As shown in FIG. 2B, the active energy ray-curable composition 5 of the present invention is injected and extended into the prepared lens mold 6 and covered with a translucent substrate 1. An adhesion improving layer 4 is formed on the substrate 1 in advance as necessary.
Next, active energy rays are irradiated from the substrate 1 side to cure the composition 5. Thus, the prism sheet 3 in which the base material 1 and the lens array 2 are in close contact with each other is obtained at the same time as the composition 5 is molded and the lens array 2 is formed.
As the active energy ray light source, a chemical reaction chemical lamp, a low-pressure mercury lamp, a high-pressure mercury lamp, a metal halide lamp, a visible light halogen lamp, sunlight, or the like can be used. Although irradiation energy is not specifically limited, It is preferable to irradiate so that the integrated energy of the wavelength of 200-600 nm may be 0.1-5 J / cm < ² >. The irradiation atmosphere of active energy rays may be air or an inert gas such as nitrogen or argon.
Finally, the prism sheet 3 is released from the lens mold 6 as shown in FIG.

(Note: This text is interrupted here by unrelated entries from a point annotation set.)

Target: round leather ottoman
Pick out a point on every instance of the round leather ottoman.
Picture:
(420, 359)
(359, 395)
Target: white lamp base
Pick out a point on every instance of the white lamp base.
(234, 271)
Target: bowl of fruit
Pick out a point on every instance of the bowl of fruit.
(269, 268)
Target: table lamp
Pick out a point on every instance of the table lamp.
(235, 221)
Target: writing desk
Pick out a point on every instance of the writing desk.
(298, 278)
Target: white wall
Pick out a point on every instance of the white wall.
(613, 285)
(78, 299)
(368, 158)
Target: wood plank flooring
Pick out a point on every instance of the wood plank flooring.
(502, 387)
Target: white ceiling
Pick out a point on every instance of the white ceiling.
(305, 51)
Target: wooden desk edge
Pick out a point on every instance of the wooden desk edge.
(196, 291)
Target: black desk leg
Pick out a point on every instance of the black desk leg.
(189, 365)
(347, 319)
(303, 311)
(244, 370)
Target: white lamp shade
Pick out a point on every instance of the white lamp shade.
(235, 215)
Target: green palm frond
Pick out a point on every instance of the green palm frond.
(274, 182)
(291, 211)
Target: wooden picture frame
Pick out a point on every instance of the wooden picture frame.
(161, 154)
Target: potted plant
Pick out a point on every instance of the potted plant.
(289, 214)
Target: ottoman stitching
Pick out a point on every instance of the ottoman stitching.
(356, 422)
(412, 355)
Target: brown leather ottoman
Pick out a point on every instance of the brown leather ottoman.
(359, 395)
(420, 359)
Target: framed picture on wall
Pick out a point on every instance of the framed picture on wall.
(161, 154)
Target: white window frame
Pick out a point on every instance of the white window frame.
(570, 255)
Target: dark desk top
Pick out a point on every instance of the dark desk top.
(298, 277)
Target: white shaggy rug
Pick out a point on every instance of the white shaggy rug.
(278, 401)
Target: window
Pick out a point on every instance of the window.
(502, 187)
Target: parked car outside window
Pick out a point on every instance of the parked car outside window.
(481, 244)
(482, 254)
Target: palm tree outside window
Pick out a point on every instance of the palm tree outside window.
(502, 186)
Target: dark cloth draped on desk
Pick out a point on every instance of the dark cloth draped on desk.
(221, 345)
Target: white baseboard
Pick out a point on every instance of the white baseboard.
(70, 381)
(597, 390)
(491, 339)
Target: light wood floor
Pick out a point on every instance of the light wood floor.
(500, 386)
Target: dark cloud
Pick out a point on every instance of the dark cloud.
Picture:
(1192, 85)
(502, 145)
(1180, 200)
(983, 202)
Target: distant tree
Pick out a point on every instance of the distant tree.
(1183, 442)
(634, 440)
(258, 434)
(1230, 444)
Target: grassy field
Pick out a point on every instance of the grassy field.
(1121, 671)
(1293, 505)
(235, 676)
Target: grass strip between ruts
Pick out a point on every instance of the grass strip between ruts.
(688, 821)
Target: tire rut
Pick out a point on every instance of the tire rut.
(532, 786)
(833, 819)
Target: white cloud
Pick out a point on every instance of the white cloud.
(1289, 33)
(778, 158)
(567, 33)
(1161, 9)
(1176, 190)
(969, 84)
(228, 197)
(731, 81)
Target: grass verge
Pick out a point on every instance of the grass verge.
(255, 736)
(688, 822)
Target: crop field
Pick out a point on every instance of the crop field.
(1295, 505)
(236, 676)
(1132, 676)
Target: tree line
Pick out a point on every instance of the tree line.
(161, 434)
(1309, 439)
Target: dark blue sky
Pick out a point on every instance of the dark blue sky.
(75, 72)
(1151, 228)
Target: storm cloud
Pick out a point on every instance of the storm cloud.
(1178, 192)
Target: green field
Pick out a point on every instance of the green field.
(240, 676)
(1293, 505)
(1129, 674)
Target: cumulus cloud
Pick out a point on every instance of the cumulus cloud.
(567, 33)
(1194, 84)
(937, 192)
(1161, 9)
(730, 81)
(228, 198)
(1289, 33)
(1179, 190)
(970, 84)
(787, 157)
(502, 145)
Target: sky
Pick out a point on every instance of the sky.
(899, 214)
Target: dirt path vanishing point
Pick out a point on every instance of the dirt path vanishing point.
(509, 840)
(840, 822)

Next, the continuous production method will be briefly described with reference to FIG. The figure is a diagram showing an example of a continuous production method manufacturing apparatus.
In this system, a cylindrical lens mold 7 having a desired prism pattern on the surface is used as a lens mold. Specific examples thereof include those in which a prism pattern is directly formed on the surface of a cylindrical object and those in which a thin plate on which a prism pattern is formed is wound around a core roll and fixed. Further, the same material as that of the lens mold 6 is used.

  The illustrated apparatus includes a tank 9 that stores the active energy ray-curable composition 5 of the present invention, and a supply nozzle 10 that supplies the composition 5 onto the substrate 1. The tank 9 is provided with heat source equipment such as a sheathed heater and a hot water jacket inside or outside the tank so that the temperature of the composition 5 to be stored can be controlled. Further, a nip roll 8 made of various rubber rolls or the like is provided in the vicinity of the nozzle 10 so as to face the cylindrical lens mold 7, and the active energy is opposed to the cylindrical lens mold 7 on the downstream side thereof. A line-emitting light source 11 is provided. As the active energy ray emission light source 11, the same one as in the batch production method is used.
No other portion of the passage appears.